6 threads (BLAS.set_num_threads(6)):

@benchmark svd(A)
BenchmarkTools.Trial: 
  memory estimate:  45.90 MiB
  allocs estimate:  13
  --------------
  minimum time:     108.813 ms (4.38% GC)
  median time:      111.913 ms (0.24% GC)
  mean time:        114.318 ms (1.39% GC)
  maximum time:     154.178 ms (0.23% GC)
  --------------
  samples:          44
  evals/sample:     1

OPENBLAS:

single thread:

> A = rand(1000,1000)
>@benchmark svd(A)
BenchmarkTools.Trial: 
  memory estimate:  45.90 MiB
  allocs estimate:  13
  --------------
  minimum time:     322.695 ms (0.19% GC)
  median time:      356.963 ms (1.86% GC)
  mean time:        353.865 ms (3.56% GC)
  maximum time:     385.039 ms (8.32% GC)
  --------------
  samples:          15
  evals/sample:     1

6 threads:

>A = rand(1000,1000)
>@benchmark svd(A)
BenchmarkTools.Trial: 
  memory estimate:  45.90 MiB
  allocs estimate:  13
  --------------
  minimum time:     182.592 ms (3.35% GC)
  median time:      202.389 ms (3.40% GC)
  mean time:        212.733 ms (5.51% GC)
  maximum time:     251.271 ms (3.24% GC)
  --------------
  samples:          24
  evals/sample:     1

It seems using MKL is indeed faster than OPENBLAS.

However, they are still not comparable with matlab. for matlab, the results are:

single thread (by run matlab singleCompThread):

>>A = rand(1000,1000);
>>tic; svd(A);toc
Elapsed time is 0.154609 seconds.

6 threads (run matlab directly):

>> A = rand(1000,1000);
>> tic; svd(A); toc
Elapsed time is 0.074904 seconds.

It turns out matlab still works better than Julia +MKL. The tests are done on Ubuntu, and my julia is compiled from source with MKL. I am not quite sure why julia is still slower, I would be super happy if someone give me some hints. Maybe because the way Julia deals with threads?


#11

In matlab, svd computes only the singular values S when called in an expression (nargout=1). In julia this is the svdvals() function which is much faster. If you want to compare like with like, I think you need svd(A) in julia (which computes the “thin” SVD containing U,S,V factors in a factorization object) and [U,S,V] = SVD(A,'econ') in matlab.

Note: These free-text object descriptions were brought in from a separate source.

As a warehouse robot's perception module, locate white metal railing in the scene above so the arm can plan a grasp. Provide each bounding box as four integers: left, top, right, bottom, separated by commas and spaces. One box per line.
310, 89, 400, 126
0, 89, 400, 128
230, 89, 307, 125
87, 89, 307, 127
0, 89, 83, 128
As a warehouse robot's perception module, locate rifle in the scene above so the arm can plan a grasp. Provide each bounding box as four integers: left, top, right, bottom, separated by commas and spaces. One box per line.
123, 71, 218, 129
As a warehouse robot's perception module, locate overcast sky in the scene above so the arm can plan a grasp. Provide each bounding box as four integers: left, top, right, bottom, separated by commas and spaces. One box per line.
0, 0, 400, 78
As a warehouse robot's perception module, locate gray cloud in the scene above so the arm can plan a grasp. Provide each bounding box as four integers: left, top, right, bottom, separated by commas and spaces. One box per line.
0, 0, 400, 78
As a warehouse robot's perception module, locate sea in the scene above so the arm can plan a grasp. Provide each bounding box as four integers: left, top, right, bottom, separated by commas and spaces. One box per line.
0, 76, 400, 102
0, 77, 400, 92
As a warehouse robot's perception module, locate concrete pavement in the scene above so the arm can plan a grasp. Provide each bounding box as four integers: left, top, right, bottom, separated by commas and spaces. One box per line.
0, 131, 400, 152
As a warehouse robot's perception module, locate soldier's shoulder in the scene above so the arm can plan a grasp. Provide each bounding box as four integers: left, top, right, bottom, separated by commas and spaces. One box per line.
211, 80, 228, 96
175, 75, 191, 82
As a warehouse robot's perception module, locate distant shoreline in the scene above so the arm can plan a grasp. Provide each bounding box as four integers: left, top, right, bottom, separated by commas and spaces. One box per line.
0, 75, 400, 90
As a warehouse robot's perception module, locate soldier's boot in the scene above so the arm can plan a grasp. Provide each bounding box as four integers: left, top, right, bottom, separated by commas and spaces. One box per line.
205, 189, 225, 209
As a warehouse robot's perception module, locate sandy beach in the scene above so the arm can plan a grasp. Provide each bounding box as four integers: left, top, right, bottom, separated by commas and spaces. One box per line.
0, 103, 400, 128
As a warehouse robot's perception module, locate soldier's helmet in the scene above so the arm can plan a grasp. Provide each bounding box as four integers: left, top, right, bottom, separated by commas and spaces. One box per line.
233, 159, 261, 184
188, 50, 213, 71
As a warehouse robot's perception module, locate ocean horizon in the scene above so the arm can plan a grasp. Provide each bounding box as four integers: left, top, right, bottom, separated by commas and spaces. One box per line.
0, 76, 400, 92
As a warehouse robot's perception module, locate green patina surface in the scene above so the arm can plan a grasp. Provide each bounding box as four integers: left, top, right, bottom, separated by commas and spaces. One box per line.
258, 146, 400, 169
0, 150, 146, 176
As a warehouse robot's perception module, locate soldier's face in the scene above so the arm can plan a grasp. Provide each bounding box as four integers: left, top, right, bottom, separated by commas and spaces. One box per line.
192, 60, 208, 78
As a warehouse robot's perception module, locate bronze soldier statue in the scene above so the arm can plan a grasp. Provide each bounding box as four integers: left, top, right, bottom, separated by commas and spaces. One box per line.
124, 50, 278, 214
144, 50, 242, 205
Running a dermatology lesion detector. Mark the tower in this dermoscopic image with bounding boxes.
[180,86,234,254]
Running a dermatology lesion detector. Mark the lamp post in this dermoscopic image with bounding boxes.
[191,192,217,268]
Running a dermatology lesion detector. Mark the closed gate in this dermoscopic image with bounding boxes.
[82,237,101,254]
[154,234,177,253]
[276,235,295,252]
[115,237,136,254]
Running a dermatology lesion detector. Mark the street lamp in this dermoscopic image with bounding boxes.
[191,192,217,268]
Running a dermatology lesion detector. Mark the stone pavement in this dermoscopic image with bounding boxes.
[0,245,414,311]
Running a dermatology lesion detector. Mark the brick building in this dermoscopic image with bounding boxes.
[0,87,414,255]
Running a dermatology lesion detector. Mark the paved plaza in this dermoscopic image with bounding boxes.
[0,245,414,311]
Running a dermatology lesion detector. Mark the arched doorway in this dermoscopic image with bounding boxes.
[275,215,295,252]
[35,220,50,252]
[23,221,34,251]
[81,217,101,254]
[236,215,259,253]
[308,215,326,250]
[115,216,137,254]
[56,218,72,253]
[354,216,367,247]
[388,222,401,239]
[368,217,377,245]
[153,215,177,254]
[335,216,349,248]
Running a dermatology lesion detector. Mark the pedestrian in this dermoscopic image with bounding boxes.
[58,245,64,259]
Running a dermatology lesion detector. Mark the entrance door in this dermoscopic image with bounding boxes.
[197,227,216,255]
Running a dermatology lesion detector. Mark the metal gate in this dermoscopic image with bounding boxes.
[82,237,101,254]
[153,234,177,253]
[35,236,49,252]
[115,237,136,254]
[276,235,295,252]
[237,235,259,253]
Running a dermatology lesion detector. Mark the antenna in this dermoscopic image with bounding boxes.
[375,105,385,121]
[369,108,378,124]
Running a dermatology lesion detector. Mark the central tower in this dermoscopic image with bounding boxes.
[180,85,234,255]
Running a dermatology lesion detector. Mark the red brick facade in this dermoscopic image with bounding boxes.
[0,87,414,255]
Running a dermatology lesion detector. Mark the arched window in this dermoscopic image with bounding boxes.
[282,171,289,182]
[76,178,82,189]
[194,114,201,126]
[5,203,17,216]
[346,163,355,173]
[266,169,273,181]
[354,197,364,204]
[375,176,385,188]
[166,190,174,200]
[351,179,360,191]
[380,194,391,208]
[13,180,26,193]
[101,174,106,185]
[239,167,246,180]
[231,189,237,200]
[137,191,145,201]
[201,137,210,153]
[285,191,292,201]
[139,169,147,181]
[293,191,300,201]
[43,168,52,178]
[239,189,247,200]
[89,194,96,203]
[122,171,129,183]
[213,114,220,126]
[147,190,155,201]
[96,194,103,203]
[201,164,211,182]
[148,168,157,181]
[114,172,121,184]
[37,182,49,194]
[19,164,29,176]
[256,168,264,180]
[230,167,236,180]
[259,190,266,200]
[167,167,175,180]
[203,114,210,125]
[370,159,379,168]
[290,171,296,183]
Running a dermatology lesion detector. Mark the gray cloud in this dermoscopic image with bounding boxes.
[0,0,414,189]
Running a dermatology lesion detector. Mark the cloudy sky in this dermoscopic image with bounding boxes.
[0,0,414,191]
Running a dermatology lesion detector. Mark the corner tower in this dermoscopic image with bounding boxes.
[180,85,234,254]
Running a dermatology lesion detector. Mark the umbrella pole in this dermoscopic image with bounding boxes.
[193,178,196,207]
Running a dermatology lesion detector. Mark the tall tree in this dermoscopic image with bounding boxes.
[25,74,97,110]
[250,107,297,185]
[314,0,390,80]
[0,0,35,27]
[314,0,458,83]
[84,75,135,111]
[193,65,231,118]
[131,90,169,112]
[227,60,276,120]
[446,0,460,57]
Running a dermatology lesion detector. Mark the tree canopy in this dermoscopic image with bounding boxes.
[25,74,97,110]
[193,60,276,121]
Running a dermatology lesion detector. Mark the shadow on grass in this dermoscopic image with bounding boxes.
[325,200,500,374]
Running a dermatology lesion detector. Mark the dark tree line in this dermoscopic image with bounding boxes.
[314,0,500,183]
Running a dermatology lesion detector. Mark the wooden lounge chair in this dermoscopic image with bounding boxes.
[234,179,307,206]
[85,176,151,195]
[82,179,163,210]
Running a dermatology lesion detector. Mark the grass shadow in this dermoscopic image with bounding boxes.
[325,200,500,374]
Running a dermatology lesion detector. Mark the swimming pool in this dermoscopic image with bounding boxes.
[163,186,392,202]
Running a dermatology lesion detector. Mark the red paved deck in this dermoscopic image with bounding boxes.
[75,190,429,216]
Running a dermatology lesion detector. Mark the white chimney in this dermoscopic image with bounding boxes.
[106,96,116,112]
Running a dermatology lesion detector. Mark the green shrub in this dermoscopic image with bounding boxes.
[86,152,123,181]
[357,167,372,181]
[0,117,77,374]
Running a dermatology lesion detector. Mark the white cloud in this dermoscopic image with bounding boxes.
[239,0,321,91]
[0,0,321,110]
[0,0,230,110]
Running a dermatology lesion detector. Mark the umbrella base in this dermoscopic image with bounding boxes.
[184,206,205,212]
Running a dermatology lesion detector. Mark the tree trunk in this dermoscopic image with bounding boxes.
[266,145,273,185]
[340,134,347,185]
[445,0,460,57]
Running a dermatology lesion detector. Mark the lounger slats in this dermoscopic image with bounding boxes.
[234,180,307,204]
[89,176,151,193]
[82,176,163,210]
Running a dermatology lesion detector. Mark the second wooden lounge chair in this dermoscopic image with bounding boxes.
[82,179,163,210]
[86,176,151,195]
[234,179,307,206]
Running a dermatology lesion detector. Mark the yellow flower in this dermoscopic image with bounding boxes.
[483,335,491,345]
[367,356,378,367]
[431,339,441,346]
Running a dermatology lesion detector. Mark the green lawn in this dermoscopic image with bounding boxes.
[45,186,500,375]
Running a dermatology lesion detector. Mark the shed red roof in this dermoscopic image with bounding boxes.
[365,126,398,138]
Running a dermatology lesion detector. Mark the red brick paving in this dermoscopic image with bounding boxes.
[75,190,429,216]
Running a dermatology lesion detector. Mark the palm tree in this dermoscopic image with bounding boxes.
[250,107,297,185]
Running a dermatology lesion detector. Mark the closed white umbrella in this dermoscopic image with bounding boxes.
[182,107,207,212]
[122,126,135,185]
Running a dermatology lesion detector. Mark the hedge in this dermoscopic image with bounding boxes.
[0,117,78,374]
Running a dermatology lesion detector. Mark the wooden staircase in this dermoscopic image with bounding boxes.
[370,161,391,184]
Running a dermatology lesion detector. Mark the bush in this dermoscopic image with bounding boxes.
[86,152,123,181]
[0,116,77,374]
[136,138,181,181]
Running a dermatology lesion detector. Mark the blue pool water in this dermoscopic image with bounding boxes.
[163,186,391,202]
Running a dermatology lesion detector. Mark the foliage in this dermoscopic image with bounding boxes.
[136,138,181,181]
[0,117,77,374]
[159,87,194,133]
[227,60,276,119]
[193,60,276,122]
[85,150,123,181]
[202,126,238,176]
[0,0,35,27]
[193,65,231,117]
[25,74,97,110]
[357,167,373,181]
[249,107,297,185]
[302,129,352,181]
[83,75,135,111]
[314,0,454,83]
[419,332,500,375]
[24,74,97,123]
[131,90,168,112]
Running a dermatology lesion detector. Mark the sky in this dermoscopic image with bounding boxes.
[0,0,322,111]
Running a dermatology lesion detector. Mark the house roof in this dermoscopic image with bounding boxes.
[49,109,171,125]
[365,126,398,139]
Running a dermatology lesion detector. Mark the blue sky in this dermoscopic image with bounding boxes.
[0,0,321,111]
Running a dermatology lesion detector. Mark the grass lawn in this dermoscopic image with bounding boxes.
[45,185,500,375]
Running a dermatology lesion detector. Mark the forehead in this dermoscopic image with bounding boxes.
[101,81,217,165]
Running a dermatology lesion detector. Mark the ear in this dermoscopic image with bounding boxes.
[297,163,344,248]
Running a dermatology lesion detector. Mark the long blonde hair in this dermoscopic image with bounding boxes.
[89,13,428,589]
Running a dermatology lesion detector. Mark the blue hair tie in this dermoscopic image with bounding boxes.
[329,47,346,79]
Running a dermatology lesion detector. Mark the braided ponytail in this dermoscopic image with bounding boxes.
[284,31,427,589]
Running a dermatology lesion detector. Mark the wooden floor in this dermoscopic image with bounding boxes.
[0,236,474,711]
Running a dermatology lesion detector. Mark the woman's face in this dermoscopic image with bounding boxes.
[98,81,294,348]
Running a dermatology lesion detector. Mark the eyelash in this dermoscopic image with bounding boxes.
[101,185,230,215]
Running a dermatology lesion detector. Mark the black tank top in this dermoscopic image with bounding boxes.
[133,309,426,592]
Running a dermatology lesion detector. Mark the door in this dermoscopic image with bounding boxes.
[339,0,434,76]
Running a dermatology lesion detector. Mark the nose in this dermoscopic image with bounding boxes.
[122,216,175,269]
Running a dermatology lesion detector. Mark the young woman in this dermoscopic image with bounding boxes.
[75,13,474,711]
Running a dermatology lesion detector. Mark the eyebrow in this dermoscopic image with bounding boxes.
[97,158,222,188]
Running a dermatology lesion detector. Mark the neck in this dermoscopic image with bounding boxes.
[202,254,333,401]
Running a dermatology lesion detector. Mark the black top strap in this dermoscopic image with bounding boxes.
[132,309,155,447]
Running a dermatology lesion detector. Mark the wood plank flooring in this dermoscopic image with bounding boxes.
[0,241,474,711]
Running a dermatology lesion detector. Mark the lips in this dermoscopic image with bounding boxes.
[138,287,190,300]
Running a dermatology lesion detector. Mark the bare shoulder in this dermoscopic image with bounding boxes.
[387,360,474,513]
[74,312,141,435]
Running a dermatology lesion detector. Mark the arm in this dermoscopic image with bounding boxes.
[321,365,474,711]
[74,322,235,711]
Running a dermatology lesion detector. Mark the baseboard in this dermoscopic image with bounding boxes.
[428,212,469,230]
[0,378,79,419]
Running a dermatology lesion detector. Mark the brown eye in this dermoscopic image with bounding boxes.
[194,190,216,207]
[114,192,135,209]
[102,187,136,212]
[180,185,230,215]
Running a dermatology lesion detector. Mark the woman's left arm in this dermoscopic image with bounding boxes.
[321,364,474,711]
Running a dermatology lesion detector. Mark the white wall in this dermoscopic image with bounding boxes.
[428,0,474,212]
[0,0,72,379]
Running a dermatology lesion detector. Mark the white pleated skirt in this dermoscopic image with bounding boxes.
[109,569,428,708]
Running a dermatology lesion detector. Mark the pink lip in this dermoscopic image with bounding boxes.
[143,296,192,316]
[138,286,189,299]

Edit edit: I thought I should check what matlab does when called without outputs (presumably nargout=0). It seems the implicit ans variable is involved in a nontrivial way and the user can set or not set it depending on logic in their function :man_facepalming:. To quote…

If you check for a nargout value of 0 within a function and you specify the value of the output, MATLAB populates ans . However, if you check nargout and do not specify a value for the output, then MATLAB does not modify ans .


#12

Indeed on my machine:

numElements = 1000;

mA = randn(numElements, numElements );
hF = @() svd(mA, 'econ');
hG = @() svd(mA);

timeit(hF, 3)
timeit(hG, 3)
timeit(hG)

Yields:

ans =

    0.1601

ans =

    0.1608

ans =

    0.0781

@Baicai_Xiao, Could you try my code above on your MATLAB?

Regarding MKL, Those are a “Must” videos for proper integration:

I wonder if this is the way Julia integrates MKL.


#13

I ran your code in my machine and got similar results
`ans =

0.1109

ans =

0.1149

ans =

0.0555`

@Chris_Foster You are right, it is because I am not comparing the same thing. I am not a heavy matlab user, I didn’t realize the difference before. Thank you for pointing this out.